Excellent Suspended's description. The Fichi d'India (Opuntia Ficus Indica) are averagely common plants in south Italy, especially in Calabria and Sicilia. This quite stout plant (Barbary Fig), growing up in arid/semi-arid areas, is a species of cactus, possibly native to Mexico, which has been able to adapt its "status" to really hard (waterless) conditions. The fruit, which is enjoyed "frozen" by many (I actually don't crave for it), has a taste similar to sweet watermelon. Ortigia has (also in this case) once again been able to extrapolate the hidden essence of an indigenous peculiar friut finally appointing a quite pleasant fragrance which, despite the lack of complex structure, is able to stand out for gracefulness and delicacy. Fico d'India is figgy, soapy, floral, ethereal and musky. There is a connection (thin red edge) with scents a la Annick Goutal Ninfeo Mio, Ferragamo Pour Homme and Diptyque Philosykos but this fragrance possesses an its own "southern" (hard to describe) fleshy particularity. It is indeed at same time balmy-ethereal and fleshy-juicy (kind of simil berrish/orangy/mellony/plummy), powdery and musky. There is an intense (juicy-acid) black/red cherry-like fruitiness jumping as well out and it is quite irresistible end erotic. This fruity vibe is anyway basically figgy like a classic fig-vibe enriched by berry/melony fruitiness. Fruitiness is anyway finally dry and powdery (after the initial tart-vibe's recession). Powdery woods close the round of this really original creation. This creation is not surely creative but ends to smell peculiar and temperamental. Another Ortigia's evocative performance for us.

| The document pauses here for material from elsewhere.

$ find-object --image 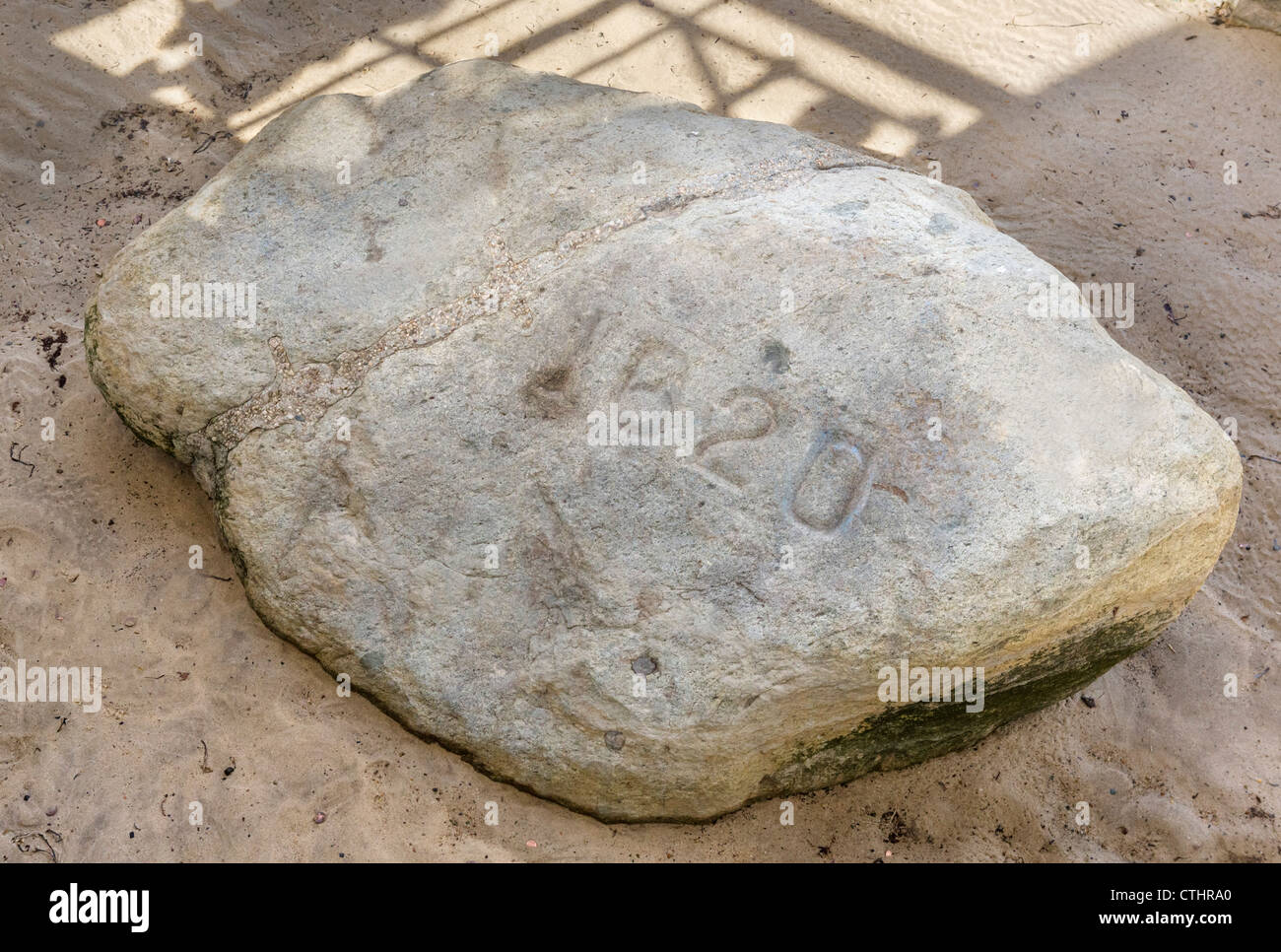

This scent is made using a giant cactus with bright orange flowers, indigenous to Sicily, and opens with the strong smell of freshly cut stems that have been frozen in ice; green, cold, cedary and ever so slightly citric with a hint of flora. Interestingly, and equally, I get a dry, minutely sweet, smokey tobacco note alongside the greenery that creates a wonderfully unusual partnership.
The dry down softens the top notes and introduces a whispering creamy vanilla to warm things up a little, and maybe, just maybe, a tiny hint of banana leaf.
It may just be my chemistry but after an hour or two I'd say this fragrance becomes gourmand. The cool greenery has all but gone and you're left with something that smells like a good quality vanilla ice-cream with a hint of coconut. There's still a hint of powdery flora, too, never soapy. I'm not a fan of vanilla or gourmands in general, but I really like what this becomes.
To me, this is a scent that was made with summer in mind and is perfectly unisex. Depending on the weather, I find the green elements can stick around a lot longer. The coconut accord comes and goes, sometimes it never appears, other times I get a huge burst of suncream. What ever Fico decides to disclose, never disappoints.
All in all, an unusual scent that gets a lot of compliments. I love it!